Pero al principio tenía la intención de mudarse en cuanto recibiera un aumento de sueldo, pronto cambió de opinión. La patrona, jóvenes de espíritu, muy inteligente, había demostrado ser una gran compañera, la diferencia de edad fue rápidamente olvidada.

Cuando la señora Gemmill estaba enferma y ya no tenía fuerzas para caminar, Jennifer compró un coche.

Y ese mismo coche era el responsable de sus actuales dificultades financieras, recordó al ver la plaza del pueblo donde vivía. Ese viernes, justo en vísperas del viaje tan esperado, había dejado de funcionar, tendría que tener una fortuna para arreglarlo. Así que sería necesario posponer una vez más las bien merecidas vacaciones, que había sido retrasado desde que el estado de salud se su compañera había empeorado.

Recordó cómo se agotó física y emocionalmente por las vigilias sucesivas y el temor constante de que la Sra.
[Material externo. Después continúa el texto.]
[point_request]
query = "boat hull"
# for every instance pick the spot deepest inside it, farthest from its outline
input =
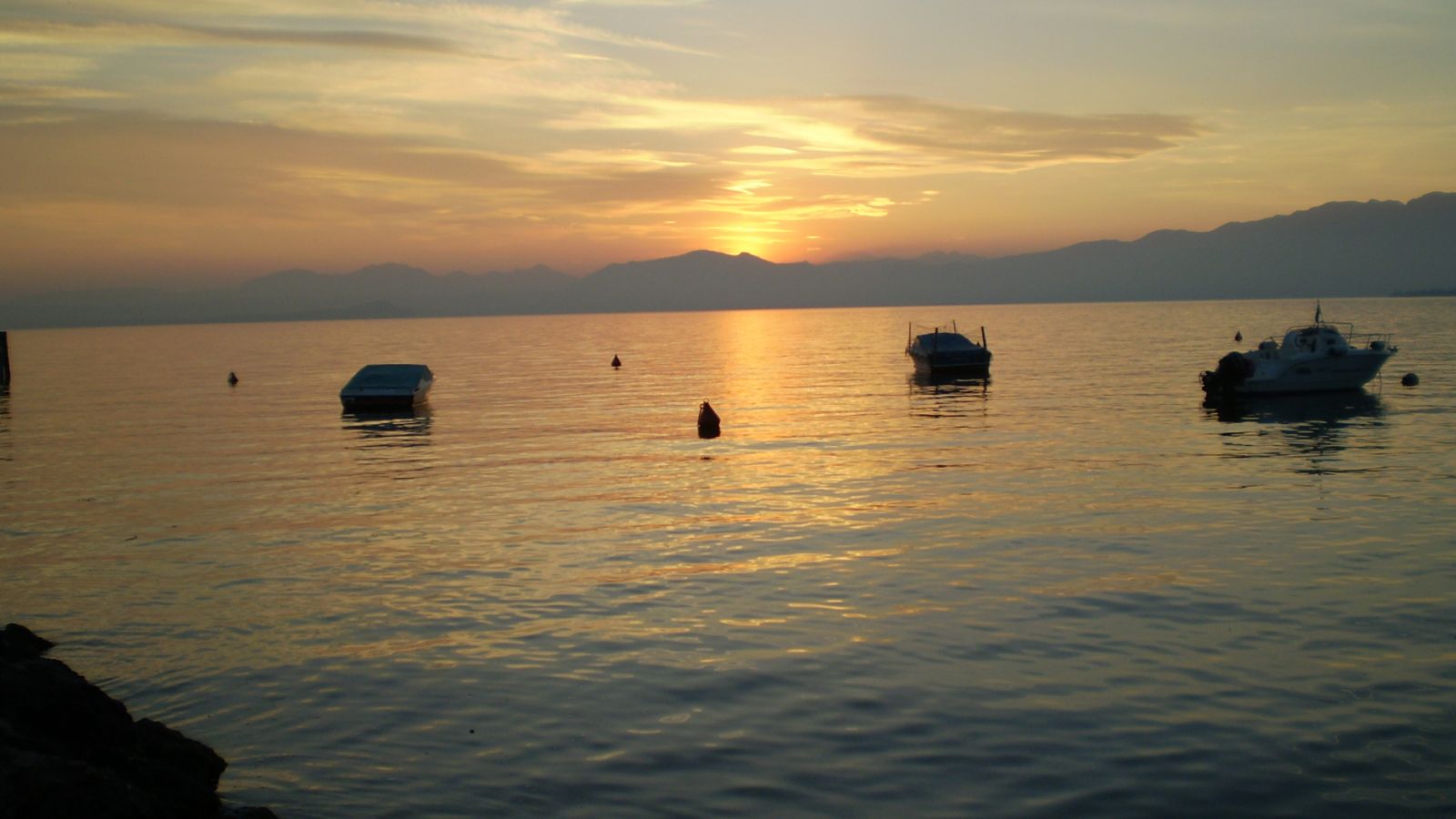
(386, 387)
(960, 361)
(1331, 373)
(356, 402)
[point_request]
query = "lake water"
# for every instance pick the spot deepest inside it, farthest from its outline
(1072, 591)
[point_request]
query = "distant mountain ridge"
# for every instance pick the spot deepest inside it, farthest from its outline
(1375, 248)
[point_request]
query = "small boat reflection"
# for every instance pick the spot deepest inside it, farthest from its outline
(935, 395)
(402, 426)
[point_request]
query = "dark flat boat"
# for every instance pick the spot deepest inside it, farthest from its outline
(388, 387)
(946, 351)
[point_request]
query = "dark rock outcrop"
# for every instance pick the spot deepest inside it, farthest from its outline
(69, 749)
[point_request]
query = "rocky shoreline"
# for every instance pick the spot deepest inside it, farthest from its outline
(69, 749)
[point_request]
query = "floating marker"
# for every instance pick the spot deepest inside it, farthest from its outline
(708, 424)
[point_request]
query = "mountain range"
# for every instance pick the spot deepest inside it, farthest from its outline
(1337, 249)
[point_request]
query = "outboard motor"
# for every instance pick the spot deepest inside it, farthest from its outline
(1232, 370)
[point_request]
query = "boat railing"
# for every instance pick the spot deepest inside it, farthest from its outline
(1354, 339)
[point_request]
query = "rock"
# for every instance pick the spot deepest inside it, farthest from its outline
(69, 749)
(19, 642)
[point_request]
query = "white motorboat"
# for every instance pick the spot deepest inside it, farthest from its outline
(945, 351)
(382, 387)
(1318, 358)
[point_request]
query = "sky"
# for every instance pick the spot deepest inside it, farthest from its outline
(196, 145)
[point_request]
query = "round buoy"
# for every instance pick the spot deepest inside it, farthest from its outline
(708, 423)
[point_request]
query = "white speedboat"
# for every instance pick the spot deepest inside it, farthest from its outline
(1320, 358)
(945, 351)
(380, 387)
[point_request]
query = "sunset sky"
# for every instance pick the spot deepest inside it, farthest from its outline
(155, 142)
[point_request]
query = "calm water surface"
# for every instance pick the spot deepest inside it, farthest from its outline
(1070, 591)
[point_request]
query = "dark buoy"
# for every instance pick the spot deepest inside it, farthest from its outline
(708, 421)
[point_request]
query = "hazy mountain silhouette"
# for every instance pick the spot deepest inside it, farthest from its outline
(1375, 248)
Gemmill no sobreviviera un día más.

No deseaba a su peor enemigo las horas que había pasado cuando sus temores se confirmaron y su amiga falleció. Ni siquiera recordaba cuando los familiares nunca antes había visto, aparecieron para reclamar sus derechos.

Disgustada con todo aquello, decidido mudarse lo más rápidamente posible. Inicialmente, la oferta de los corredores de una casa en Surrey, cerca de New Hampshire, parecía una buena idea. Tenía que viajar seis millas diarias de casa al trabajo. Aún así fue a verlo porque se sentía ansiosa por mudarse.

Se enamoró de el lugar. El encanto de la antigua aldea de Stanton Verney la había impresionado tanto que el trastorno del viaje parecía un pequeño precio a pagar por el placer de vivir allí.